Bilimsel okuryazarı olan birey, bilimsel prensipleri kullanabilir, toplumu etkileyen bilimsel konularda tartışmalara katılabilir ve karar verebilir (NRC, 1996). Böyle bir birey bulunduğu toplumun gelişimine de katkıda bulunacak gerektiğinde yanlış giden bir uygulamayı bile durdurabilecektir. İnternetten otomobile, modern yaşamın gereklerinden, dünyanın iklimi, klonlama, AIDS, silahlanma, nükleer reaktörler gibi sosyal sorunlar bilim ve teknolojiyle yakından ilgilidir (Bell ve Lederman, 2003). Fen okuryazarı olan birey sosyo kültürel konularda da sürece dahil olabilecektir.

1950 ve 1960’larda Ulusal Bilim Vakfı (National Science Foundation, NSF) tarafından, ders içeriklerinin klasik yapı ve anlayış yerine, bireylerin yararına bilimsel bilginin kullanılması üzerinde durulmuş ve ‘tüm insanlar için bilim’ kavramına yer verilmiştir. NSF, profesyonel bilim adamı olmayacak kişiler için geleneksel Fen öğretimi üzerinde yeniden düşünmeyi tavsiye etmiştir. Bilim doğal ve sosyal bilimlerle harmanlanınca daha bütüncül olacaktır (Hurd, 1997). Fen ve Teknoloji araştırmaları giderek sosyal ve ekonomik ilişkileri hedeflemektedir. Böylece yapılan çalışmalar laboratuvarlardan “gerçek hayat”, “gerçek dünyaya” dönüşecektir (Hurd, 1997). Bilimsel okuryazarlık, ömür boyu karşılaşabileceğimiz kişisel, sosyal, siyasal, ekonomik sorunlar ile ilgili rasyonel düşünmeyi gerektiren sivil yetkinlik olarak görülmektedir (Hurd, 1997).
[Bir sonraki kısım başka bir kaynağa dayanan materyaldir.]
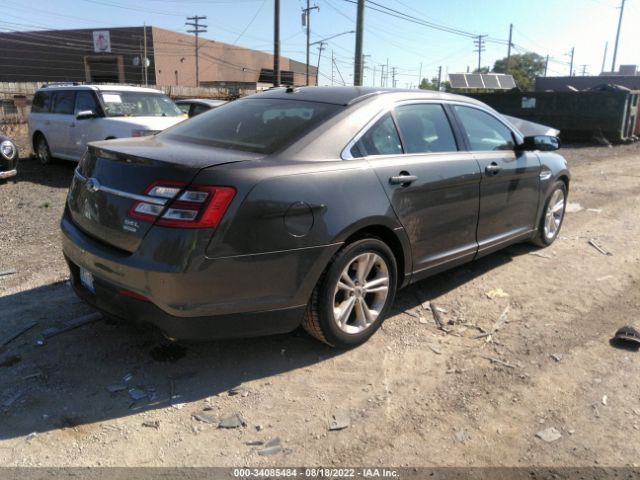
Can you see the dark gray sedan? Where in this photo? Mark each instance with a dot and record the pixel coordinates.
(303, 206)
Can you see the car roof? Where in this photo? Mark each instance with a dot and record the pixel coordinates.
(109, 88)
(208, 101)
(351, 95)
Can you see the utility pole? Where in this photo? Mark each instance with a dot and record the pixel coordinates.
(604, 58)
(339, 72)
(479, 43)
(573, 51)
(333, 60)
(546, 65)
(321, 47)
(357, 67)
(615, 47)
(198, 28)
(509, 48)
(276, 44)
(364, 65)
(306, 22)
(386, 75)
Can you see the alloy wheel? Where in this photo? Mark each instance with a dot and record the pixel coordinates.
(554, 214)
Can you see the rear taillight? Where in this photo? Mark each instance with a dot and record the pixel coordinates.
(196, 206)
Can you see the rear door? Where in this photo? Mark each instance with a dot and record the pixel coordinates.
(432, 185)
(510, 180)
(61, 121)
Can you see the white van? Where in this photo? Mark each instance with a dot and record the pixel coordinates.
(64, 118)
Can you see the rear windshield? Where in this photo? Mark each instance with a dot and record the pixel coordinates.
(138, 104)
(254, 125)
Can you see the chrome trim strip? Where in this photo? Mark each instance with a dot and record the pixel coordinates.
(120, 193)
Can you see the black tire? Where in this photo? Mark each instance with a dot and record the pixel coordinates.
(41, 150)
(319, 319)
(546, 235)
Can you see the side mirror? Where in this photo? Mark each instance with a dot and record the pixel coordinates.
(544, 143)
(84, 114)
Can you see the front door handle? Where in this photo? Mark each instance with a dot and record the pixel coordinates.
(402, 179)
(493, 168)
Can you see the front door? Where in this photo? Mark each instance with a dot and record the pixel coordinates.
(510, 180)
(433, 187)
(84, 130)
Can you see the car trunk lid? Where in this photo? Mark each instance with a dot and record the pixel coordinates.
(113, 177)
1996 yılında yayınlanan Amerikan Ulusal Fen Eğitimi Standartları çalışmasında öğrencilerin bilimsel okuryazar olabilmelerinin sağlanması amaçlardan biri olarak belirtilmiş ve bilimsel okuryazarlık vizyonu ortaya konulmuştur (DeBoer, 2000; Bybee, 2000).

Fen ve Teknolojinin insan yaşamlarını, geçimlerini, toplum ve kültürünü nasıl etkilediğini ve nasıl etkilendiğini anlamak üzere başlayan ve gittikçe büyüyen bir alandır. Fen-teknoloji-toplum (Science, technology and society-STS) çalışmaları, öğrencilere okul fen müfredatını hayatıyla ilişkilendirebileceği bir bakış açısı sağlayacaktır. Bir akademik program olarak STS, öğrencilerin yeni teknolojileri, siyasi ve kültürel etkileri öğrenme fırsatı oluşturmaktadır. STS, öğrencilerin bilim ve teknoloji

hakkında kamu tartışmalarında daha aktif ve etkin bir katılımcı olmalarına yardım edecektir.

Ülkemizde de 2004 yılında uygulamaya geçen Fen ve Teknoloji Dersi Öğretim Programıyla daha önceki adı Fen Bilgisi olan ders, Fen ve Teknoloji Dersi olarak değiştirilmiş ve Fen ve Teknoloji Dersi Öğretim Programı’nın vizyonu; “bireysel farklılıkları ne olursa olsun bütün öğrencilerin fen ve teknoloji okuryazarı olarak yetişmesi” olarak belirtilmiştir. 2013 yılında Milli Eğitim Bakanlığı Talim ve Terbiye Kurulu Başkanlığınca Fen ve Teknoloji Öğretim Programı kademeli olarak değiştirilmesine karar verilmiştir. Ancak İlköğretim Kurumları (İlkokullar ve Ortaokullar) Fen Bilimleri Dersi (3, 4, 5, 6, 7 ve 8. Sınıflar) Öğretim Programının vizyonu da “Tüm öğrencileri fen okuryazarı bireyler olarak yetiştirmek” olarak tanımlanmıştır.